Seuls les politiques habitués aux prébendes indues sont mécontents et élèvent la voix, pour plier la Mauritanie à leurs caprices qui ont mis le pays exsangue, pendant de longues années. On les entend menacer de déclencher une insurrection au Parlement, à l’UPR et à la majorité, pour contrer et faire échouer les chantiers et les réformes inspirés par l’intérêt général que le Président compte concrétiser sur le terrain de la réalité, contre vents et marées. Leur volonté antipatriotique et déplorable n’a plus droit de cité dans les démocraties africaines émergentes où les pouvoirs réformistes et engagés bénéficient du précieux et massif soutien des peuples.
Vent de réforme
La difficile décision du Président d’épargner son pouvoir des politiques et de porter son choix sur les techniciens me parait résulter d’une large concertation avec un panel de personnalités où se côtoient sages et experts-chasseurs de tête, animés, comme lui, d’un sentiment patriotique, pour débusquer les cadres et hommes de terrain où qu’ils se trouvent. Avec comme critères : l’apolitisme, la technicité et la justice sociale. La panacée est ainsi trouvée. Ses effets sont perceptibles. La tension postélectorale a cédé la place à l’apaisement de la scène politique et un brin d’espoir en un meilleur avenir du pays est en train de naître au sein du peuple. Même les opposants les plus irréductibles et tenaces à faire fructifier leurs exploits électoraux ont préféré sacrifier leur lutte, pour laisser le vent de la réforme soufflant sur le pays se renforcer et s’installer, affichant un grand optimisme, à la hauteur de l’engagement sincère et déterminé des nouvelles autorités.
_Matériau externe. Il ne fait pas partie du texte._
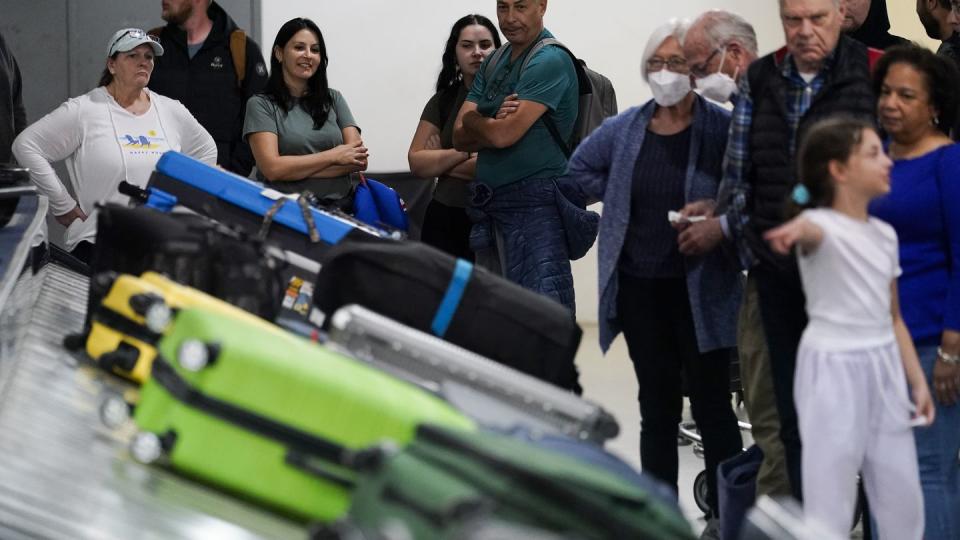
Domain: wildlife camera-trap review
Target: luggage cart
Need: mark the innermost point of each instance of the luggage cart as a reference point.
(689, 433)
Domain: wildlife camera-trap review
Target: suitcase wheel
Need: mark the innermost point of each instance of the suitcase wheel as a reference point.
(195, 355)
(146, 447)
(700, 492)
(114, 411)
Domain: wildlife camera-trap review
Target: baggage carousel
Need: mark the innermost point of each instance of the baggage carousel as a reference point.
(63, 473)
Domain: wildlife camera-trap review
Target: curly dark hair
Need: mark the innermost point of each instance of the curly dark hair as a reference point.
(317, 100)
(940, 76)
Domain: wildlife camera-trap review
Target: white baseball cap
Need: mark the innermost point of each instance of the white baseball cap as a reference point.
(131, 38)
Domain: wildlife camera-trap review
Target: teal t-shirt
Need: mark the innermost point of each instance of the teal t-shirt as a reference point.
(296, 137)
(550, 79)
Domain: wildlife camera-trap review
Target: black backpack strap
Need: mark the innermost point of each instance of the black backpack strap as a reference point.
(492, 62)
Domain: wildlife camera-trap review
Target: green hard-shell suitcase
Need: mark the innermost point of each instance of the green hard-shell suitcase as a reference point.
(446, 484)
(273, 417)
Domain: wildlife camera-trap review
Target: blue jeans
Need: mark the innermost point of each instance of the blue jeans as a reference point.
(937, 448)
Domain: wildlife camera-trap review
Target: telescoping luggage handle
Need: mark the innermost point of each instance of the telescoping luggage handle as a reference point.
(568, 494)
(451, 299)
(304, 450)
(304, 205)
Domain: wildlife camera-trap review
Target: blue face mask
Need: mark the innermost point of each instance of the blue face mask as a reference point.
(718, 86)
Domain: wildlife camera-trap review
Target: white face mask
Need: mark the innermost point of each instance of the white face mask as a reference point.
(718, 86)
(669, 88)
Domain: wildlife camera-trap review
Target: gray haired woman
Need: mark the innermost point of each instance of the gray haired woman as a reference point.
(676, 312)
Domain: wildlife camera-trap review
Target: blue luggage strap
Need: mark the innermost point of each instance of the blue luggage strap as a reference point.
(451, 300)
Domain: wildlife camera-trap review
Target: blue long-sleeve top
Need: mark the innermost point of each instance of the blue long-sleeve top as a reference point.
(603, 167)
(924, 207)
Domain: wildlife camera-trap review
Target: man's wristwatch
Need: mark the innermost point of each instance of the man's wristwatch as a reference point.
(952, 359)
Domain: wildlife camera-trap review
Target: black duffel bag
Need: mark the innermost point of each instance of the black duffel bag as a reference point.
(189, 249)
(468, 306)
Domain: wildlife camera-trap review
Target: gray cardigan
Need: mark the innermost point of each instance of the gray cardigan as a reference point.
(603, 167)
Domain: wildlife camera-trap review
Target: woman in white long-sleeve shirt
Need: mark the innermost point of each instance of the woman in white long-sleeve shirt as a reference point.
(115, 132)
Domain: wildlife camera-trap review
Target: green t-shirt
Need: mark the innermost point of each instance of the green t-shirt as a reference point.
(453, 192)
(550, 79)
(296, 137)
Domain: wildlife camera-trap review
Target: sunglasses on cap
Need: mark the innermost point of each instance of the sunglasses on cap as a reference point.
(135, 33)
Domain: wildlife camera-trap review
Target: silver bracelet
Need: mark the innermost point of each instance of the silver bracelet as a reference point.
(952, 359)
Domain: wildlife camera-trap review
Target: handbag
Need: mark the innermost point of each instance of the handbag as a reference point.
(379, 205)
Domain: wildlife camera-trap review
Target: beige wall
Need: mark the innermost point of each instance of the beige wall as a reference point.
(904, 22)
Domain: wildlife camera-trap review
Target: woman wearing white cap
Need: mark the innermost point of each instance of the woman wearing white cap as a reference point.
(115, 132)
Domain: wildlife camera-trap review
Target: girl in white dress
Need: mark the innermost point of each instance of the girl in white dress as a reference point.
(856, 358)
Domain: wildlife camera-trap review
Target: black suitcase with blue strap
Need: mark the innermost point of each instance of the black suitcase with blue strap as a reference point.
(426, 289)
(258, 211)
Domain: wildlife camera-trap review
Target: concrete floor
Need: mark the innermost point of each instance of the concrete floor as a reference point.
(610, 381)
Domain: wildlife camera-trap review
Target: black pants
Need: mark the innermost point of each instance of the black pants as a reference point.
(658, 325)
(447, 228)
(782, 309)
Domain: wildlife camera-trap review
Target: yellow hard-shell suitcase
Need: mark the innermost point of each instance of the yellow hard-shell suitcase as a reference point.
(134, 315)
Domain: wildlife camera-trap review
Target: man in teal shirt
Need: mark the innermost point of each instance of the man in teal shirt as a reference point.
(519, 230)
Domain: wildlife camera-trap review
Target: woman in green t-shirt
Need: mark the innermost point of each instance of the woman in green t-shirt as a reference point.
(446, 225)
(301, 131)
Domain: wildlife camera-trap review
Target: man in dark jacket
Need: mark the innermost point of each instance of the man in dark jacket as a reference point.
(198, 69)
(867, 21)
(13, 118)
(819, 74)
(938, 19)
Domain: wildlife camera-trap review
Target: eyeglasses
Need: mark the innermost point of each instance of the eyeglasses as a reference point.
(675, 63)
(700, 70)
(135, 33)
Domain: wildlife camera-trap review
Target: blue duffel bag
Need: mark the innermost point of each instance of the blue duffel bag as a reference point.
(737, 490)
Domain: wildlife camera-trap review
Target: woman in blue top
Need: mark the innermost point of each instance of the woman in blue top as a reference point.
(916, 108)
(674, 311)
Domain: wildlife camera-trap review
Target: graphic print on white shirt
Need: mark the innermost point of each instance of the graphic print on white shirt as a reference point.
(142, 141)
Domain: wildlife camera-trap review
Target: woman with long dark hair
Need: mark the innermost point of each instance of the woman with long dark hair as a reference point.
(446, 225)
(301, 131)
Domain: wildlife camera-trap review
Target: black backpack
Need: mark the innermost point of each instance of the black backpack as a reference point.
(597, 97)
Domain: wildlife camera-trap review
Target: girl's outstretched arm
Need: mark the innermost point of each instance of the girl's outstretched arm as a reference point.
(798, 231)
(911, 363)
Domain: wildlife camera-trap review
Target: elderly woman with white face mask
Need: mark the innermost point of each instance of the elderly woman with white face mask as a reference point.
(675, 311)
(112, 133)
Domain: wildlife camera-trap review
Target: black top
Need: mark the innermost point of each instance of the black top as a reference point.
(847, 90)
(206, 84)
(875, 30)
(650, 248)
(13, 118)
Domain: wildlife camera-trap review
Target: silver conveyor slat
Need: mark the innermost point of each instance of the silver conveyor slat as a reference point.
(63, 474)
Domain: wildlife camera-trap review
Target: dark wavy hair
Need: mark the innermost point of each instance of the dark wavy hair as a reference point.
(316, 101)
(450, 76)
(940, 75)
(832, 139)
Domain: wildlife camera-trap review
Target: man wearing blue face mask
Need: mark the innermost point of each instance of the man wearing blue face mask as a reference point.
(819, 74)
(719, 47)
(677, 313)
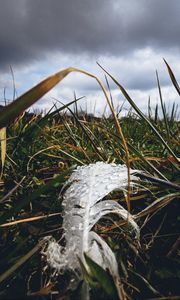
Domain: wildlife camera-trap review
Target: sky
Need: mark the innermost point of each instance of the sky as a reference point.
(129, 38)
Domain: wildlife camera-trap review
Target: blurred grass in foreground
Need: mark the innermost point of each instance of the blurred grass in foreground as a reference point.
(37, 157)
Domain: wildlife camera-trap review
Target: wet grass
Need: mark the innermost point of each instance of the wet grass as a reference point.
(39, 152)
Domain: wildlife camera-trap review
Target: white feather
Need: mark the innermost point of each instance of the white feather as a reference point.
(83, 207)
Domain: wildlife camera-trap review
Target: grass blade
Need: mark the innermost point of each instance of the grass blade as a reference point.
(10, 112)
(173, 78)
(3, 147)
(140, 113)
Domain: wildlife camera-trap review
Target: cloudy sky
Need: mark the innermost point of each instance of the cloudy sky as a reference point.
(129, 38)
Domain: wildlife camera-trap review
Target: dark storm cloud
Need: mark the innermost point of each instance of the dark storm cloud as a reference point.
(29, 29)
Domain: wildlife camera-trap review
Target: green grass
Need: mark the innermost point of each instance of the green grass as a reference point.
(41, 152)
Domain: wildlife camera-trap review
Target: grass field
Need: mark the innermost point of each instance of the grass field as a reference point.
(38, 153)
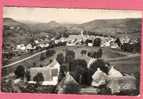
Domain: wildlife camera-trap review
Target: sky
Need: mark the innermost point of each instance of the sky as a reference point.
(63, 15)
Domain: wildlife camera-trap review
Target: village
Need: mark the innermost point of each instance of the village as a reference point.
(71, 51)
(47, 75)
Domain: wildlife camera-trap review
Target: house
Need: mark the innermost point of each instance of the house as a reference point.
(50, 73)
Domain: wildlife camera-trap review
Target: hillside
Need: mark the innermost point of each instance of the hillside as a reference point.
(113, 26)
(22, 32)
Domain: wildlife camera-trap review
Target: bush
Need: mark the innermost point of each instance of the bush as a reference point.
(20, 72)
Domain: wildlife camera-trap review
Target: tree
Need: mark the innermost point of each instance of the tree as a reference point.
(39, 78)
(42, 57)
(60, 58)
(20, 72)
(50, 53)
(97, 42)
(118, 42)
(70, 56)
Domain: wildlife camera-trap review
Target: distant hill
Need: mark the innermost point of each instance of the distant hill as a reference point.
(25, 30)
(113, 26)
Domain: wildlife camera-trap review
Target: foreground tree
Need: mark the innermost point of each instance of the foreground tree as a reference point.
(20, 72)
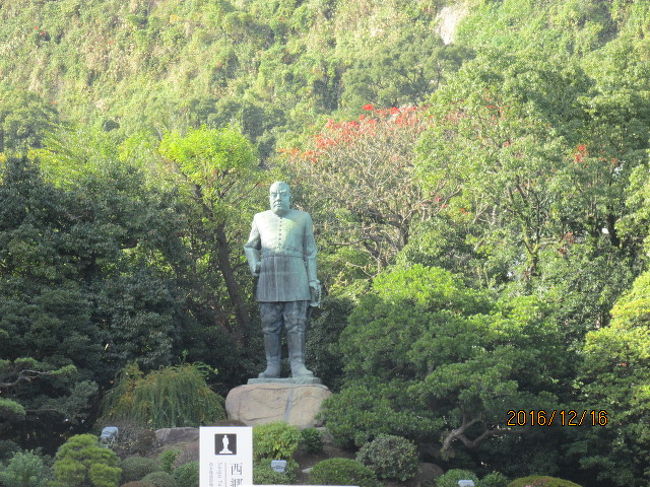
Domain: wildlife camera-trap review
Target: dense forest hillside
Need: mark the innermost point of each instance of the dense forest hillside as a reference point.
(481, 206)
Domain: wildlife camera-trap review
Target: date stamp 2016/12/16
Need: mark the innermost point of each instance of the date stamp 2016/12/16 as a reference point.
(559, 417)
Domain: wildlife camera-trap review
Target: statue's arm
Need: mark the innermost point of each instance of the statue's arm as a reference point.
(253, 250)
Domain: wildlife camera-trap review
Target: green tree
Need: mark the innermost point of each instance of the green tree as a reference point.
(430, 348)
(614, 379)
(168, 397)
(500, 131)
(217, 171)
(24, 119)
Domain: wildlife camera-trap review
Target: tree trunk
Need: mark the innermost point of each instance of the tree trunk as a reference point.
(234, 291)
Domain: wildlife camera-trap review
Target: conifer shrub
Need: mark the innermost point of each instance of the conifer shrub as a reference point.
(187, 475)
(135, 468)
(165, 398)
(342, 471)
(81, 461)
(160, 479)
(167, 458)
(494, 479)
(25, 469)
(451, 477)
(541, 481)
(390, 457)
(278, 441)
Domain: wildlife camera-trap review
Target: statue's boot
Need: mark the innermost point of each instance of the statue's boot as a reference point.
(296, 342)
(272, 351)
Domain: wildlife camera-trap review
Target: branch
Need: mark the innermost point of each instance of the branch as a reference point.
(25, 375)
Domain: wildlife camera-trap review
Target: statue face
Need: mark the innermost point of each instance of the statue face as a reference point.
(279, 198)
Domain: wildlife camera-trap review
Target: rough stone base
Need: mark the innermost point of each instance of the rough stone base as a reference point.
(286, 380)
(296, 404)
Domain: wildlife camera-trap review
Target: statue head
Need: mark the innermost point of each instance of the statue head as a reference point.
(279, 197)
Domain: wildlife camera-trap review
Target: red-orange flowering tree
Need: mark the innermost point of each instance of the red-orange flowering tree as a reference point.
(361, 173)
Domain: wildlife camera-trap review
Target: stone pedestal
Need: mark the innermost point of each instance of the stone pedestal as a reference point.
(259, 403)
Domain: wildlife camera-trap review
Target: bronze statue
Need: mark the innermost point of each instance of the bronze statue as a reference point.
(281, 250)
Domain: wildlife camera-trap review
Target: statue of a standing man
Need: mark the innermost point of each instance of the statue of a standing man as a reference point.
(281, 250)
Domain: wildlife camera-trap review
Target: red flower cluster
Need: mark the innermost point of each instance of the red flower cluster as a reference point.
(367, 125)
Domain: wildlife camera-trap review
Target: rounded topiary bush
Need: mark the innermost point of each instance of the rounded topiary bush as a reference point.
(277, 440)
(342, 471)
(264, 475)
(541, 481)
(390, 457)
(187, 475)
(167, 459)
(160, 479)
(451, 477)
(134, 468)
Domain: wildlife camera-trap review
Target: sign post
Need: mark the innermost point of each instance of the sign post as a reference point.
(226, 456)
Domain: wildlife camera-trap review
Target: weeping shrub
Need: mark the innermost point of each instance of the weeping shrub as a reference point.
(169, 397)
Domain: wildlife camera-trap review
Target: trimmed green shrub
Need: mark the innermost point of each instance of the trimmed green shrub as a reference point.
(291, 471)
(187, 475)
(494, 479)
(278, 441)
(263, 474)
(81, 461)
(541, 481)
(134, 468)
(25, 469)
(311, 440)
(166, 459)
(342, 471)
(160, 479)
(390, 457)
(169, 397)
(451, 477)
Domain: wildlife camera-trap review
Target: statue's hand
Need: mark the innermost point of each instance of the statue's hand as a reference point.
(314, 291)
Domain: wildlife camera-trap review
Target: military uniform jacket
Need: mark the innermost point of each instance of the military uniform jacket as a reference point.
(286, 248)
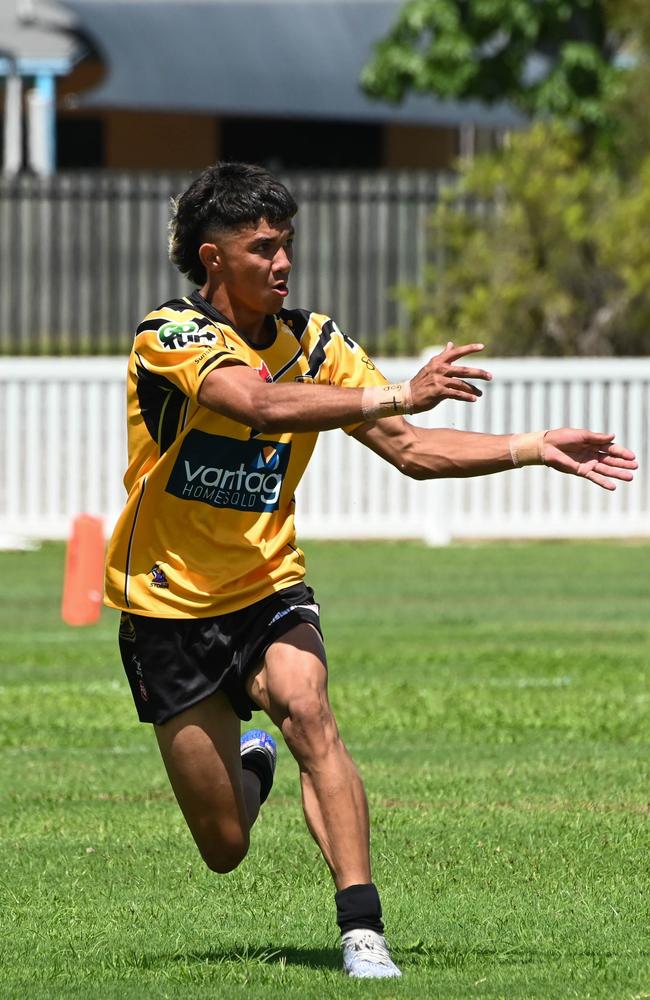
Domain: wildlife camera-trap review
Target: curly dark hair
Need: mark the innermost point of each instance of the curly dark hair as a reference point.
(226, 196)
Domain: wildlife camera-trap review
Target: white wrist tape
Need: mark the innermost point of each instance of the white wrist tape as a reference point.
(527, 449)
(386, 400)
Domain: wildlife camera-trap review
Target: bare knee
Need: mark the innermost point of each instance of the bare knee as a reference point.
(309, 728)
(223, 855)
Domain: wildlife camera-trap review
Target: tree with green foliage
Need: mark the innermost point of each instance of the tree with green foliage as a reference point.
(546, 57)
(535, 251)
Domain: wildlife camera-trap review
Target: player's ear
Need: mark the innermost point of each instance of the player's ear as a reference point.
(210, 257)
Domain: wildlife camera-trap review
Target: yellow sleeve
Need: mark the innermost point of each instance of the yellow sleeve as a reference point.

Face à ce consensus grandissant, obtenu en un court laps de temps, à faire taire toutes les voix de la contestation, édifiées sur le devenir prometteur du pays, les manœuvres politiciennes et autres stratagèmes auxquels les uns et les autres seraient tentés de recourir pour « saborder le navire », en essayant de diviser l’opinion, n’y changeront rien. Petit rappel à ceux qui auraient la mémoire courte : Mohamed ould Cheikh El Ghazwani, avait, d’entrée de jeu, lors de sa déclaration de candidature, tracé les contours du pouvoir qu’il entendait exercer, une fois élu président de la République. Les premières semaines de sa gouvernance arrivée aujourd’hui à plus d’un mois ont démontré que l’homme sait tenir parole et qu’avec lui, c’en est fini de l’ère « des promesses autant en emporte le vent ».
Si l’on pouvait résumer cette manière de gouverner en quelques mots, cela reviendrait à dire que « l’homme est animé par un désir ardent, une volonté ferme et une fierté sans limite de servir son peuple, loin de toute action visant à asseoir et à pérenniser son pouvoir ou intention, en filigrane, de se forger un empire à lui et à ses proches. Dès lors, il n’y a plus de place à la diversion espérant semer la confusion dans les esprits, en propageant rumeurs, désinformations et propagandes. Ainsi, demander, au président Ghazwani, des gestes forts pour marquer la rupture avec l’ancien président Mohamed ould Abdel Aziz – plutôt que d’imprimer son style et ses méthodes propres – relève d’une intention malveillante.
Signaux rassurants
Une telle revendication-alibi dénote une immaturité politique et témoigne d’un manque total de réalisme. Est-il raisonnable de penser, un seul instant, qu’une si longue amitié puisse être rompue brutalement, fusse-t-elle entre deux personnes ordinaires, a fortiori entre deux compagnons d’armes qui ont, de surcroît, longtemps présidé aux destinées de ce pays, à des degrés divers certes, imprimant, chacun selon son autorité, ses propres marques de gouvernance ? Ne dit-on pas d’ailleurs, à ce propos, « qu’il est souvent préférable de laisser le lien d’amitié se défaire, plutôt que d’aller au clash ? »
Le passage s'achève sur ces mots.